Comment remettre de l’eau dans le circuit et rétablir la pression
Rétablir une pression correcte est une opération simple à condition de procéder dans l’ordre. La chaudière doit être froide et éteinte avant toute manipulation, pour éviter tout risque de brûlure et pour obtenir une lecture fiable du manomètre.
Étapes pour regonfler la chaudière
- Repérer le manomètre à l’avant de la chaudière et noter la pression affichée.
- Localiser le robinet de remplissage, souvent situé sous l’appareil, parfois relié par un flexible.
- Ouvrir doucement le robinet jusqu’à ce que l’aiguille atteigne 1 à 1,5 bar, puis le refermer fermement.
- Purger l’air éventuellement présent dans les radiateurs à l’aide d’une clé de purge, en commençant par ceux du bas de la maison.
- Relancer la chaudière et vérifier que la pression reste stable après quelques heures de fonctionnement.
La purge radiateurs est une étape souvent négligée alors qu’elle explique beaucoup de baisses apparentes de pression : de l’air emprisonné dans le circuit fausse la lecture et empêche une bonne circulation de l’eau chaude, notamment dans le cas d’un radiateur froid en bas et chaud en haut.

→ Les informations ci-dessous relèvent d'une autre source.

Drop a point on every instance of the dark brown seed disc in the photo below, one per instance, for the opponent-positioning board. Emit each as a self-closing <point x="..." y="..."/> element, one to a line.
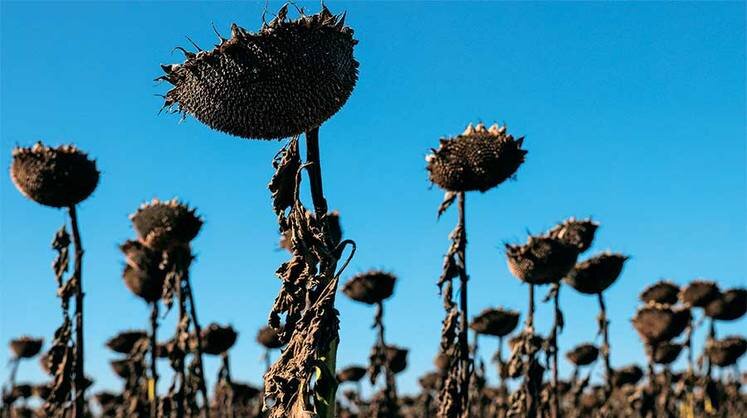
<point x="286" y="79"/>
<point x="161" y="225"/>
<point x="666" y="353"/>
<point x="583" y="354"/>
<point x="662" y="291"/>
<point x="596" y="274"/>
<point x="57" y="177"/>
<point x="125" y="341"/>
<point x="658" y="323"/>
<point x="579" y="233"/>
<point x="542" y="260"/>
<point x="478" y="159"/>
<point x="699" y="293"/>
<point x="496" y="322"/>
<point x="26" y="347"/>
<point x="729" y="306"/>
<point x="370" y="287"/>
<point x="727" y="351"/>
<point x="351" y="374"/>
<point x="628" y="375"/>
<point x="217" y="339"/>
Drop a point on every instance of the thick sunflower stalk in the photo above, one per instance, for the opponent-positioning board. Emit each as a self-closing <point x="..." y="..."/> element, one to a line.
<point x="305" y="370"/>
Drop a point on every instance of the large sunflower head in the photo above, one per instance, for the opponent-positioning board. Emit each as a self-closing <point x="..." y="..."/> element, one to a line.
<point x="479" y="158"/>
<point x="285" y="79"/>
<point x="57" y="177"/>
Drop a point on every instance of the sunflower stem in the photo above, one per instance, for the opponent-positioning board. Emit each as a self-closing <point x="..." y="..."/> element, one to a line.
<point x="604" y="325"/>
<point x="320" y="208"/>
<point x="466" y="367"/>
<point x="153" y="384"/>
<point x="80" y="381"/>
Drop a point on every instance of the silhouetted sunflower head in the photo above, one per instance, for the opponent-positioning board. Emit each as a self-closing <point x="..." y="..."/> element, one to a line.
<point x="370" y="287"/>
<point x="542" y="260"/>
<point x="497" y="322"/>
<point x="286" y="79"/>
<point x="479" y="159"/>
<point x="57" y="177"/>
<point x="25" y="346"/>
<point x="596" y="274"/>
<point x="579" y="233"/>
<point x="161" y="225"/>
<point x="729" y="306"/>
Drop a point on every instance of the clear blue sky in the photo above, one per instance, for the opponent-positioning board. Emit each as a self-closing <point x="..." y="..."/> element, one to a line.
<point x="633" y="113"/>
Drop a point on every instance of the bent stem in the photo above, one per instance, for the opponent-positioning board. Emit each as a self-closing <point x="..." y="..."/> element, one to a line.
<point x="153" y="383"/>
<point x="80" y="381"/>
<point x="314" y="170"/>
<point x="605" y="349"/>
<point x="464" y="318"/>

En dessous de 1 bar, la pression est jugée trop basse et peut expliquer pourquoi la chaudière ne s’allume plus. Au-dessus de 2,5 bar à froid, elle est trop haute et déclenche la soupape de sécurité. La zone confortable reste entre 1 et 1,5 bar, chaudière froide.

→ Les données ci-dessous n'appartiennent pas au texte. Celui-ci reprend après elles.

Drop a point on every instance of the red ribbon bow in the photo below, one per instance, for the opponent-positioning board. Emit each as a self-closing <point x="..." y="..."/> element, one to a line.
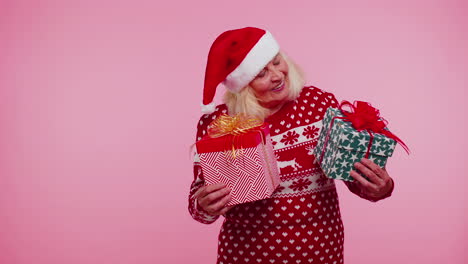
<point x="365" y="117"/>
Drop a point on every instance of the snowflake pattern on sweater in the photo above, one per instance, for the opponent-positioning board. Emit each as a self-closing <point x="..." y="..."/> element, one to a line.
<point x="301" y="222"/>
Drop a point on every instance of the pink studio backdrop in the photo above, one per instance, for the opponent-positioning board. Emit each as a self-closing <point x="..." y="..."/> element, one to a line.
<point x="100" y="100"/>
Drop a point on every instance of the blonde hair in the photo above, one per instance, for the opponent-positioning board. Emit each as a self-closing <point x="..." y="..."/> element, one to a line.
<point x="246" y="102"/>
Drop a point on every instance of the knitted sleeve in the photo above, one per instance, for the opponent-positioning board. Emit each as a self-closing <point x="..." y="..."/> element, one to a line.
<point x="194" y="209"/>
<point x="352" y="186"/>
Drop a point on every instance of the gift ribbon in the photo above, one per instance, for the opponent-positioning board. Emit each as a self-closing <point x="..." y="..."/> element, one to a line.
<point x="363" y="117"/>
<point x="236" y="126"/>
<point x="233" y="125"/>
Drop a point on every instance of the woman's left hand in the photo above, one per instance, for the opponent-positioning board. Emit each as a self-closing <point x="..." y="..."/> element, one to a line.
<point x="379" y="183"/>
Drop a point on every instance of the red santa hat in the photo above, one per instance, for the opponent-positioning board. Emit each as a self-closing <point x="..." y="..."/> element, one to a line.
<point x="235" y="58"/>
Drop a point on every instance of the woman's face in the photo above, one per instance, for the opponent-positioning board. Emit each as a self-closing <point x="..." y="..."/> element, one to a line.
<point x="271" y="85"/>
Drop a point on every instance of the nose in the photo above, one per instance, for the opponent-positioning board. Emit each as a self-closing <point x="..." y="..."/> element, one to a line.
<point x="276" y="74"/>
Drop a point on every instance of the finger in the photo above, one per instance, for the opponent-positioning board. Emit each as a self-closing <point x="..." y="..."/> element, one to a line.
<point x="369" y="173"/>
<point x="197" y="193"/>
<point x="216" y="195"/>
<point x="207" y="189"/>
<point x="362" y="181"/>
<point x="381" y="173"/>
<point x="226" y="209"/>
<point x="219" y="205"/>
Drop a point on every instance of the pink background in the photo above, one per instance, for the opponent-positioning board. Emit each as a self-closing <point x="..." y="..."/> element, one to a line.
<point x="99" y="103"/>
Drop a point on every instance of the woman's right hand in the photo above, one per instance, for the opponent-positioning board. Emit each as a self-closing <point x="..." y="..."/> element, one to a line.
<point x="213" y="198"/>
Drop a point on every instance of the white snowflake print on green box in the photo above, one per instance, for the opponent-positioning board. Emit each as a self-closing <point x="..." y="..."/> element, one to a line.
<point x="347" y="146"/>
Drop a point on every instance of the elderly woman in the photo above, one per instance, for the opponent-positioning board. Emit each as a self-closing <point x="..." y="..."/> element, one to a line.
<point x="301" y="222"/>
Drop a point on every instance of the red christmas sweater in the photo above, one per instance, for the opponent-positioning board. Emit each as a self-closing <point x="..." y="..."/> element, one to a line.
<point x="301" y="222"/>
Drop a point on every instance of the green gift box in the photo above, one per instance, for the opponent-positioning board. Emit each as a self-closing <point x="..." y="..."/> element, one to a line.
<point x="346" y="146"/>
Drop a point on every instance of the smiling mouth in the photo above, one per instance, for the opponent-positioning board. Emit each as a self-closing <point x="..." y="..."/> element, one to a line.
<point x="279" y="87"/>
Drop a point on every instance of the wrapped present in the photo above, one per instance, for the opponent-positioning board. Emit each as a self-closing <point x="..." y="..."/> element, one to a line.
<point x="238" y="152"/>
<point x="348" y="136"/>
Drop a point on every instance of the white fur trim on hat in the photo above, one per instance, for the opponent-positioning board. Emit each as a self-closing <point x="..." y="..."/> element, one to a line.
<point x="260" y="55"/>
<point x="209" y="108"/>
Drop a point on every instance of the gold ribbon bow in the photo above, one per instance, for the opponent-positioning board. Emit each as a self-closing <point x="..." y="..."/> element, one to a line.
<point x="233" y="125"/>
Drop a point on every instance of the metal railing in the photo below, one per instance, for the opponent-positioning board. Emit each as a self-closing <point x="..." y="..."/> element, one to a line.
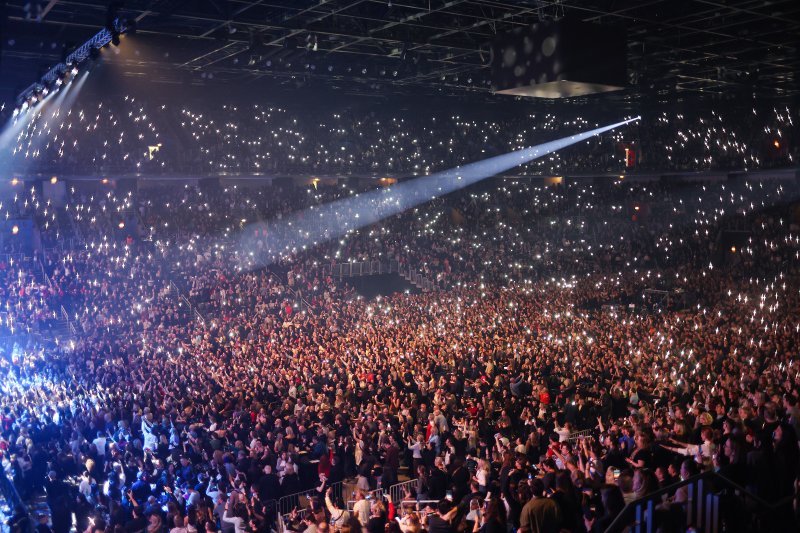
<point x="353" y="269"/>
<point x="298" y="296"/>
<point x="294" y="501"/>
<point x="396" y="491"/>
<point x="703" y="509"/>
<point x="16" y="507"/>
<point x="185" y="301"/>
<point x="577" y="435"/>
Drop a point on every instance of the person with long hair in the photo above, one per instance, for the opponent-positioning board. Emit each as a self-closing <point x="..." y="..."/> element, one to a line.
<point x="491" y="519"/>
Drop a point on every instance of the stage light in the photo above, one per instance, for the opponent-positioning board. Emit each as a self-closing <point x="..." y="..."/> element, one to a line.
<point x="373" y="206"/>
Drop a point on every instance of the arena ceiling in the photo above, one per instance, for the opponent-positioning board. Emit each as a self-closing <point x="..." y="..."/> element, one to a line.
<point x="714" y="47"/>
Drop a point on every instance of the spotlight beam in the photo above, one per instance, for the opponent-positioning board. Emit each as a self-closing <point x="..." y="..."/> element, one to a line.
<point x="319" y="224"/>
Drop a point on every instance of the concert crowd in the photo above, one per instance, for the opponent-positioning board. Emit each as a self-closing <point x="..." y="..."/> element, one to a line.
<point x="587" y="345"/>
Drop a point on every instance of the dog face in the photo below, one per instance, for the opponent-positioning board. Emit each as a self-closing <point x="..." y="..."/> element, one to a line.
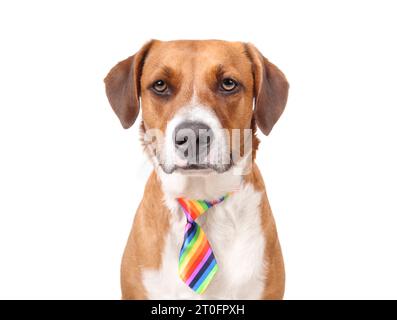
<point x="194" y="95"/>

Diagnostic rapide : repérer l’origine du problème
Si la pression baisse en quelques heures seulement, la piste d’une fuite active est la plus probable : il faut inspecter les raccords visibles, les purgeurs et le sol autour de la chaudière à la recherche de traces d’humidité. Si la pression met plusieurs semaines à redescendre, il peut simplement s’agir d’un léger dégazage normal du circuit, à corriger par un appoint d’eau régulier.

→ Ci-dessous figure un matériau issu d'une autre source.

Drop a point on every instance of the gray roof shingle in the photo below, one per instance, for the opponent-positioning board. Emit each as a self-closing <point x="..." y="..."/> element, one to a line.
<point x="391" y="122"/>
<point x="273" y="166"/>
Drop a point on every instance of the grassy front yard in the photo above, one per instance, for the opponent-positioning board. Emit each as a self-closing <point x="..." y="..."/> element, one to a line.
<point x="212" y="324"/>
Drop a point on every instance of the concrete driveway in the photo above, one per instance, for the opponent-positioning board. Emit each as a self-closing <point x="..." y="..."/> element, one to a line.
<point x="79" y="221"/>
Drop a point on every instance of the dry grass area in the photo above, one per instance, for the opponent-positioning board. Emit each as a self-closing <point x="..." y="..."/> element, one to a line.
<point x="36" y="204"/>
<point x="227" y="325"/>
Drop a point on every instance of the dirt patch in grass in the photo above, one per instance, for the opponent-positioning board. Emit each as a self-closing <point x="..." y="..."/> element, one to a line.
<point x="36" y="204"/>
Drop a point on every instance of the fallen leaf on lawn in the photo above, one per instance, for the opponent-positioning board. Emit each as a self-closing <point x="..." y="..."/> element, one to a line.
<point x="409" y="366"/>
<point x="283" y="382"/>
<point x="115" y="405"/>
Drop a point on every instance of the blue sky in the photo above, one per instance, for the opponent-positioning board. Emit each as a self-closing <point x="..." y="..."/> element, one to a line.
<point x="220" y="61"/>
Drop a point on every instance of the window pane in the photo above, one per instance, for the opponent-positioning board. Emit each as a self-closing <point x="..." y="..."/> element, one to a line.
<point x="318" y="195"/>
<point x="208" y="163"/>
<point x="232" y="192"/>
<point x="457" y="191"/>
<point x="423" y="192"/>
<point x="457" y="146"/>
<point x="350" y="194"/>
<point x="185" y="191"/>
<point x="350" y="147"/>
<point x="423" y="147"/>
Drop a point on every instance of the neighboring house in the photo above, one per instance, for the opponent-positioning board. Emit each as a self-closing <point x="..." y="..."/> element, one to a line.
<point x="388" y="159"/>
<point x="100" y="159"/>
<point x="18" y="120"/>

Une pression qui grimpe trop vite dès que le chauffage tourne, accompagnée d’un écoulement au niveau de la soupape, oriente presque toujours vers un vase d’expansion en fin de vie. Un test simple consiste à couper l’arrivée d’eau et le gaz, puis à observer si la pression continue de bouger sans aucune circulation : cela confirme une fuite interne plutôt qu’un problème de réglage.
| Symptôme | Cause probable |
|---|---|
| Pression sous 1 bar, chaudière en sécurité | Manque d’eau dans le circuit, fuite |
| Pression qui remonte puis rebaisse vite | Fuite active, purgeur défectueux |
| Pression au-dessus de 2,5 bar, soupape qui coule | Vase d’expansion déchargé ou percé |
| Radiateurs froids en partie haute | Air dans le circuit, purge nécessaire |
Quand faire appel à un professionnel
Un chauffagiste devient nécessaire dès que le problème se répète malgré un remplissage régulier, ou dès qu’aucune fuite visible n’est repérable après inspection. Le remplacement du vase d’expansion, le contrôle de la soupape de sécurité ou le désembouage d’un circuit trop encrassé par le calcaire sont des interventions qui demandent un outillage et une expérience que le simple usager n’a pas.
L’entretien annuel obligatoire de la chaudière gaz reste d’ailleurs le meilleur moyen d’anticiper ce genre de souci : le professionnel vérifie à cette occasion l’état du vase d’expansion, le bon fonctionnement des purgeurs automatiques, la propreté de l’échangeur et l’absence de traces de condensation anormale, autant de points qui, négligés, finissent tôt ou tard par se traduire en problème de pression.